Hinzu komme, dass beide selbst rasend gern auf den E-Motorrädern unterwegs sind. Und nach eigenem Bekunden feststellen, dass sich selbst die größten Benzin-Fans und Skeptiker interessieren – und sich überzeugen lassen, wenn sie einmal Probe gefahren sind: „Die größten Skeptiker sind auch die, die mit dem größten Grinsen zurückkommen“, sagt Jonathan Hopp. So sei es ihm selbst, ursprünglich Mountainbike-Fan, vor knapp drei Jahren auch gegangen, als er erstmals auf einem solchen Fahrzeug gesessen habe. „Das ist ja eigentlich massiv übermotorisiert, hat 20.000 Watt Leistung, während ein Pedelec zum Beispiel 750 Watt haben kann.“

Von Offroad bis Camping

Beim Rennen „444 Minuten von Hönze“ etwa habe es eine lange Schlange für die Probefahrten gegeben – und hinterher jede Menge Lob, berichtet Hopp. Solche Veranstaltungen zu besuchen, auf Messen wie auch bei Renntagen oder anderen Events präsent zu sein, ist den beiden sehr wichtig. „Wir sind sehr community-orientiert“, drückt Hopp es aus. Fans, die anderen Fans die Bikes und Bauteile liefern sozusagen. „Es geht ja gerade auch um die Vernetzung, um den Austausch, darum, im Gespräch mit Gleichgesinnten Verbesserungsmöglichkeiten zu finden“, sagt Marten Hesse.

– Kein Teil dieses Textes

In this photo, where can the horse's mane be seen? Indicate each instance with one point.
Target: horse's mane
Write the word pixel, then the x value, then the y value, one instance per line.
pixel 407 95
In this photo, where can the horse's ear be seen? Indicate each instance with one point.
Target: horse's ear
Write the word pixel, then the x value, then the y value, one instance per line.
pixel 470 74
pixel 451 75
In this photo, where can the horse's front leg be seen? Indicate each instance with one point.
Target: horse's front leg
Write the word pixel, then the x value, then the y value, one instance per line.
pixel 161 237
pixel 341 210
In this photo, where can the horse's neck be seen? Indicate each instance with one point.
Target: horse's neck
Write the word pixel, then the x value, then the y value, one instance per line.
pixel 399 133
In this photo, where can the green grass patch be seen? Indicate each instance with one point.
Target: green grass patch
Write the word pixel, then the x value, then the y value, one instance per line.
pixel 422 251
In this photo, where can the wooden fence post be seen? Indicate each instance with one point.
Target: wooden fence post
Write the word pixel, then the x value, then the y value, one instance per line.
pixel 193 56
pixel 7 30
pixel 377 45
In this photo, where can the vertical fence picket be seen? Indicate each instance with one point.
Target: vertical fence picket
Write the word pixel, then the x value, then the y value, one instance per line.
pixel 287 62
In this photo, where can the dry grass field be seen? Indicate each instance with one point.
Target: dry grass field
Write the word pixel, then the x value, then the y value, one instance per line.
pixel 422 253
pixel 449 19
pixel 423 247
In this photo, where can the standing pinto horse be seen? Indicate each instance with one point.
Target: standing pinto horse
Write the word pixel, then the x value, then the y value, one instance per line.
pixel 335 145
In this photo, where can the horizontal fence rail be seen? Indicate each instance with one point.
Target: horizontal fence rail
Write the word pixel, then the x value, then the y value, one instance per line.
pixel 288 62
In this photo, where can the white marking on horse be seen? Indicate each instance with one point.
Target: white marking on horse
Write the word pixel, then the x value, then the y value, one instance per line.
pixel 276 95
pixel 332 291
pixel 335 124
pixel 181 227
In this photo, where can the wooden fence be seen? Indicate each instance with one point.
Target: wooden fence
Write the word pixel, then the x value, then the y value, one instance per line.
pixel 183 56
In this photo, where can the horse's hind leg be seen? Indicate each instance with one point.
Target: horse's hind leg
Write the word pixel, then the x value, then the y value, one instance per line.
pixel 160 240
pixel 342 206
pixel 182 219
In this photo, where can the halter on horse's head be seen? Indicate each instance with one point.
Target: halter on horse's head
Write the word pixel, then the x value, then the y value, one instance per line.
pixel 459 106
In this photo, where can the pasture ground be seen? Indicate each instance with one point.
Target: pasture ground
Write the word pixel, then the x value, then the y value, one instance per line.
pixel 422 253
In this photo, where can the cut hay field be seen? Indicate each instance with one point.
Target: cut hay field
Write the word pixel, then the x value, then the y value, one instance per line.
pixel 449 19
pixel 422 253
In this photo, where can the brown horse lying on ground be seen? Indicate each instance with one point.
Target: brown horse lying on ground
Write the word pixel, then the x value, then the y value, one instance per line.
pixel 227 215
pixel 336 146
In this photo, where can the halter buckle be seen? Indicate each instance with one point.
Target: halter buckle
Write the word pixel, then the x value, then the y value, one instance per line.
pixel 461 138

„Gleichgesinnte“ können dabei ganz unterschiedliche Menschen sein. Pendler, die im Nahverkehr unterwegs sind, Offroad-Liebhaber, die auf angelegten Rennstrecken herumrasen, mit ihren Fahrzeugen springen oder andere Kunststücke machen wollen, aber auch Camping-Urlauber, die solche Zweiräder mitnehmen, um damit die weitere Umgebung zu erkunden.

Trumps Zölle helfen

Beim Aufbau ihres Geschäfts hilft Hopp und Hesse dabei einer, mit dessen Unterstützung sie nun wirklich nicht gerechnet hätten: US-Präsident Donald Trump. Vor allem Bauteile verkaufen Hesse und Hopp schon länger international über ihren Onlineshop. Doch seit Trump höhere Zölle für Lieferungen aus China festgesetzt hat, landen Kunden und Händler aus den USA auf der Suche nach besseren Preisen in Europa – und auch in Hildesheim: „Seitenaufrufe und Bestellungen aus den USA sind signifikant nach oben gegangen“, berichten die beiden Jungunternehmer.